Another issue is treating all applicants consistently. If employers are performing social media searches in an ad hoc way, with no written policy or standard approach, an applicant who is not hired or interviewed can potentially claim discrimination. And once the employer has become aware of a candidates' protected characteristics, it is difficult to prove that the information was not considered in the hiring decision, Rosen said.

The potential for discrimination exists even with people who don't know they are being screened, like passive candidates, he added.

While there is not yet a clear law or case precedent in this area, employers must be very careful when using social media to conduct employment screening. Absolutely do not attempt to manipulate a social media site by creating a false identity and connecting with the candidate to gain access to his or her profile, Rosen said.

He recommended:

  • Getting consent from the job applicant before performing the search and screening only after a job offer is made, contingent upon completion of the check.
  • Establishing standard screening practices to show decisions are made objectively based on the job description, and documenting when a person meets the objective criteria and why he or she was not moved forward.
  • Performing social media checks through a third party behind an "ethics wall." "They don't make the hiring decisions and provide only job-related data to the decision-maker after there has been an offer," Rosen said. All protected characteristics are scrubbed.

Using Background Screening Firms

Employers can go to background screening firms to conduct social media checks and assemble a report on the applicant's online identity.
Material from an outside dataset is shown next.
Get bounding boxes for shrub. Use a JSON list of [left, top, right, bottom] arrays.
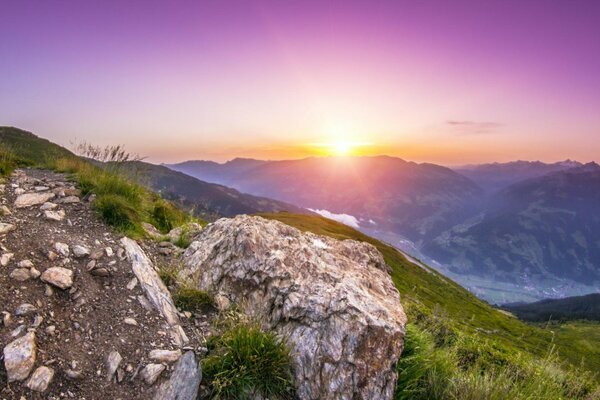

However, employers should realize that background screening firms must follow the same federal Fair Credit Reporting Act (FCRA) rules regulating more traditional information sources such as criminal record checks and credit report checks, Rosen said.

"Social media background checks need to have full FCRA compliance, which requires a background screening firm to maintain reasonable procedures for maximum possible accuracy," he added. "Since a background screening firm has no way of knowing if all of the online information is accurate or even belongs to the applicant in question, it is difficult for screening firms to perform this service [in a manner that's] consistent with the FCRA."